= Genome informatics =

Genome informatics is a subfield of bioinformatics that uses computational tools to process and analyze genomic information through databases, algorithms, and bioinformatics applications. Genome informatics includes methods for analyzing DNA sequence data, predicting protein sequences and structures, and studying genomic datasets using genomic tools and technologies. These methods help in the analysis of complex traits, precision medicine, and research in evolutionary biology.

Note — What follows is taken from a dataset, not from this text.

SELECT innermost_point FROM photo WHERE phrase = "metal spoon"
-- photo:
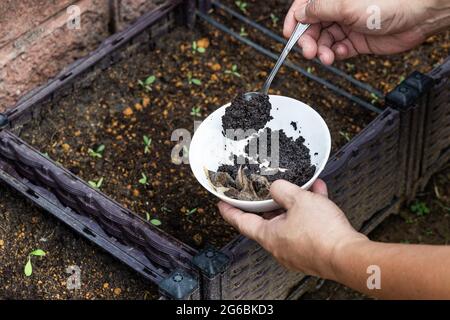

== Genomic Tools and Technologies ==

| Genomic Tools and Technologies | Description | Application |
|---|---|---|
| DNA Sequencing (NGS) | Process of determining the order of nucleotides in a DNA sequence. | Whole genome sequencing; Exome sequencing; Targeted gene panels; |
| Single Nucleotide Polymorphism (SNP) Analysis | Through the use of SNP arrays and genotyping platforms, single-base genetic variations can be detected. | Cancer Genomics; Linkage Analysis; |
| Polymerase Chain Reaction (PCR) | Laboratory technique used to copy a specific DNA segment. | SNP genotyping; Insertion-deletion variants; Detection of rare sequences; |
| Linkage Analysis | Method for mapping genes to chromosome locations based on heritable traits. | Mapping Mendelian traits with high penetrance in families; |
| Genome-Wide Association Studies (GWAS) | Observational study of genetic variants across large populations to identify associations between SNP's and specific traits or diseases. | Identify and characterize disease susceptible variants; |
| Fluorescence In Situ Hybridization (FISH) | Cytogenetic technique used to label chromosomal locations using fluorescent DNA probes. | Oncology diagnostics; |
| Comparative Genomic Hybridization (CGH) | Cytogenetic technique used to determine DNA copy number variations across the entire genome of a patient. | Cancer genomics; |

== Precision Medicine ==
By using sequencing and computational analysis, genetic sequences can be examined to locate mutations that influence disease. Genetic variants are located and analyzed to help researchers figure out whether the variant is associated with a disease. By using this process, researchers can differentiate between common and harmful variants. This information is then used in precision medicine to determine disease risk and design treatments specifically for each person. Genome informatics is commonly used in oncology to identify tumor-specific mutations and develop targeted treatments. Advances in sequencing technology result in advances in medicine, which is why research in genome informatics is essential.